I would be in Paris for a year and a half, working for a small Baha’i non-profit, dedicated to developing public information resources in communities throughout Europe. Living in Paris would turn out not to be what I had hoped. I had envisioned it being a classy, successful, artistically rich, sensory stimulating experience. In the end, I was unemployed for a year before I found a job, I lived in a nice neighborhood but wasn’t able to transition into a different kind of job. The artistic bit was true enough, but it’s not enough to live on, and I never found a community of like-minded people, and never really made very close friends. Things just weren’t what I had hoped, and I wasn’t enjoying myself. It became old fast.
So I moved to Pasadena, and got a job working for Disney for the next two and a half years. I had envisioned myself in video games making a career for myself, but my imagination didn’t carry me much further than where I currently was. I soon realized I wasn’t cut out for corporate America, and there wasn’t any room it in for me either, so there was no love lost there. In the meantime, I sort of grew attached to Los Angeles.
The sprawling city, the diverse population, the strange Angelino version of Congostyle that I came to appreciate, all were things that made living there an OK experience.

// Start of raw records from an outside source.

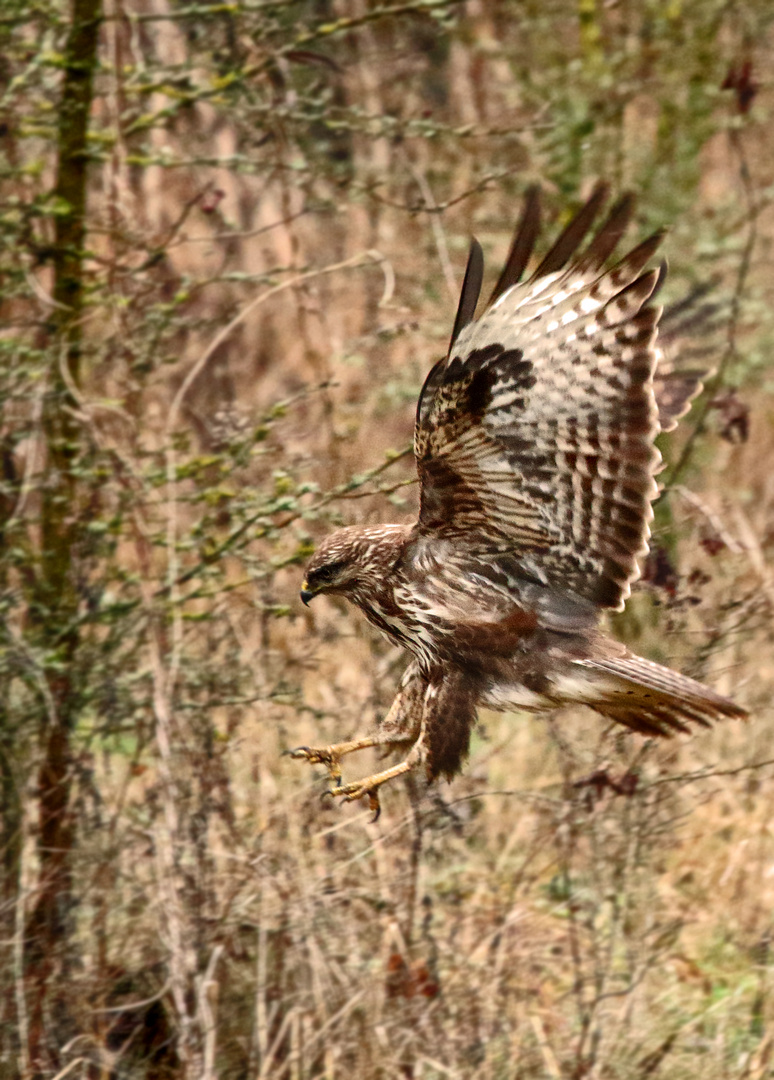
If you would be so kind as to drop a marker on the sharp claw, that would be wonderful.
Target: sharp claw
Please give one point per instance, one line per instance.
(297, 752)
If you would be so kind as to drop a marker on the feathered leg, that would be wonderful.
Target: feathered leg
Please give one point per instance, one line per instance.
(401, 725)
(442, 711)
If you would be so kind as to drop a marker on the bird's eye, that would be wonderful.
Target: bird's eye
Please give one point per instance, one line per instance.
(327, 574)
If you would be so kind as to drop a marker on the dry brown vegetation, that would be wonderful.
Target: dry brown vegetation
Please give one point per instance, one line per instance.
(276, 206)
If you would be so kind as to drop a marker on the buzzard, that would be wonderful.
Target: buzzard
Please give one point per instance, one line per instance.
(534, 446)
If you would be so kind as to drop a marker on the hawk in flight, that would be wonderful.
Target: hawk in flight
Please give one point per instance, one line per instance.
(534, 445)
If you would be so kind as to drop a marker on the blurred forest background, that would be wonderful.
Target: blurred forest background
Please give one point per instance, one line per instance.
(232, 240)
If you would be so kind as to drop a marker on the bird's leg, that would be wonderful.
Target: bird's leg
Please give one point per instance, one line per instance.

I’ve never belonged in any of the places I’ve lived, no matter how much I loved them or how well I came to know them. Not Israel, not France, not the US, not Haifa, not Paris, not Pasadena or LA. None of them ever felt like home, which is why even now, when I’ve been gone from the continent for more than half my life, I still answer the “where are you from” question with “I’m from Congo” because, quite simply, it’s the only small, dusty, difficult to like part of this planet that this girl can walk on and not need any explanations for. Everything is second nature to me, and it’s such a weird experience.

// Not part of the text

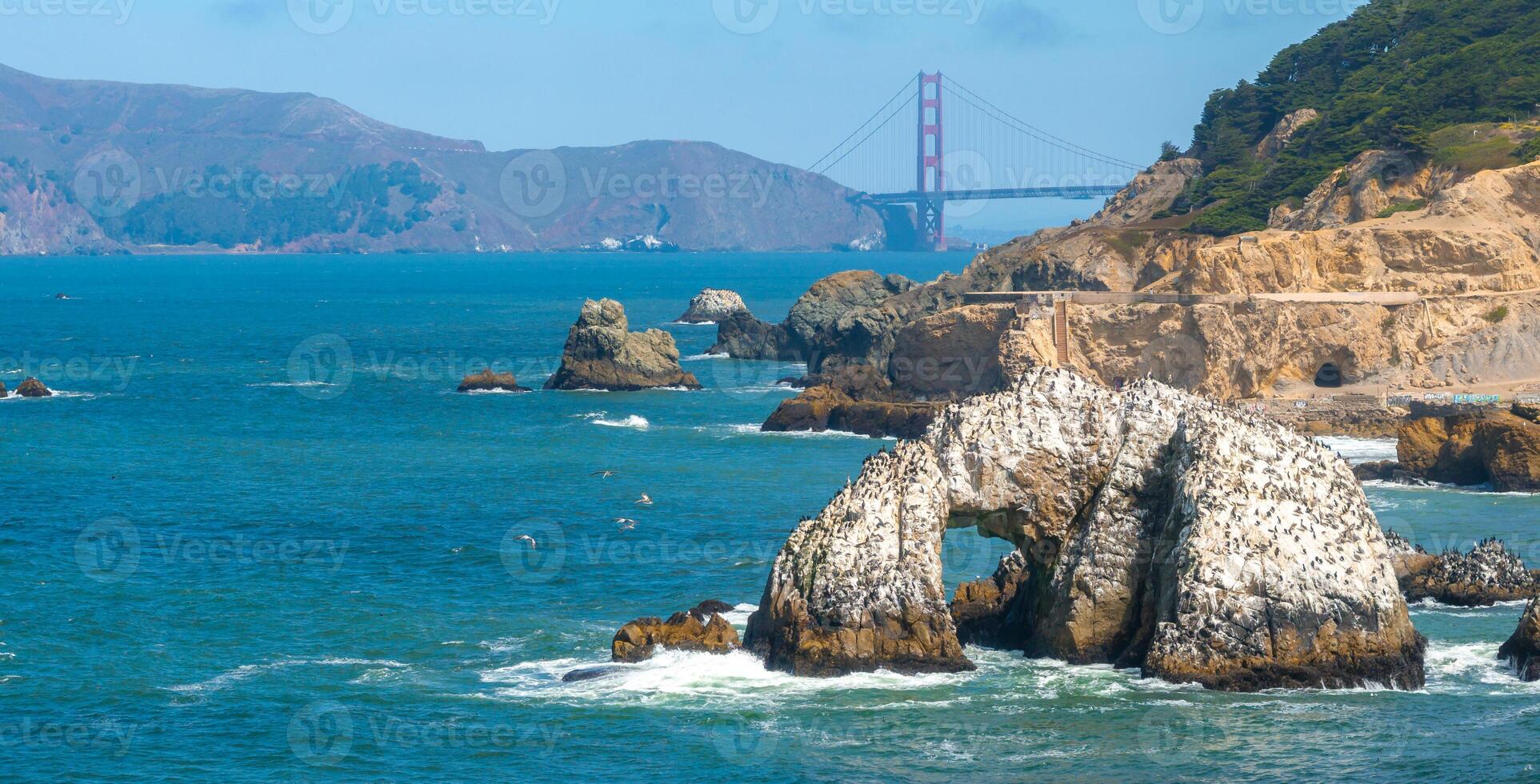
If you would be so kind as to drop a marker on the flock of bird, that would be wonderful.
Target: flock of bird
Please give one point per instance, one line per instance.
(626, 524)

Pasadena is undeniably the nicest place I’ve ever lived in my life, with its flowering purple jacarandas, trash pickup every Tuesday, no bugs and hardly any flies, tree-lined streets, paved roads, grassy sidewalks with flowers planted in rows, clean buildings, glossy storefronts, well maintained apartments, people who pick up their dog’s shit, electricity and running water, no bad smells EVER.
Even if I now know the city like the back of my hand, even now that I can take the freeways to cross the city in less time than it would take to take the streets, familiar doesn’t make you belong. In the end, where you are from is not a matter of choice, it just is.

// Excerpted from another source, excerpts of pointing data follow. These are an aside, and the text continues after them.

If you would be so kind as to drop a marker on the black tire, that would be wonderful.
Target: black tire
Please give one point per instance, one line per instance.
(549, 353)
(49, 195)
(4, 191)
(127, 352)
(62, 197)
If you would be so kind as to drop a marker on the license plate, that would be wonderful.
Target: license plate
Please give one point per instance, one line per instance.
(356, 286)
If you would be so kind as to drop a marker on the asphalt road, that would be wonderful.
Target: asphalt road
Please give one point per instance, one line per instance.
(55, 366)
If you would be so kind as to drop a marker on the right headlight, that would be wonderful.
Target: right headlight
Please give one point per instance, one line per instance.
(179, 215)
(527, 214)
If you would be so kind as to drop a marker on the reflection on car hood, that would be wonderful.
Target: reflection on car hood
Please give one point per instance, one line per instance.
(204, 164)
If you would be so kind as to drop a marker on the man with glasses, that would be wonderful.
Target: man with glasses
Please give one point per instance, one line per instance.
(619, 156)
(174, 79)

No one needs to understand or validate it for you, it’s just an internal feeling, and you’re lucky if you know where that place is. Some people come to it later in life, some people never find it, some people never question it, some people never have to wonder. Regardless of where you’re from, I think that it’s obvious to people where your home is from how you speak of it, how you represent it in your art, drawing, writing or photography. There is something to be said about experiencing and sharing something totally foreign to you, because you look at it with fresh eyes, but the way you speak about the place you know the best is the one time I feel you will really get people to connect with you. For me, when I write about Congo, it’s so familiar that the words spill out and I end up sharing my journey, baring my soul with each window I offer on the country and people that molded me.
There are so many theories on identity. Marguerite Yourcenar, a giant of French literature famously once said “ma patrie, c’est les livres”, claiming her identity, and sense of belonging in books. I agree with her, that each person finds their belonging in a place or thing of their chosing, but for many people, the place of your childhood and formative years are often a very powerful cornerstone of their identity. That’s why I never really found another place to belong to.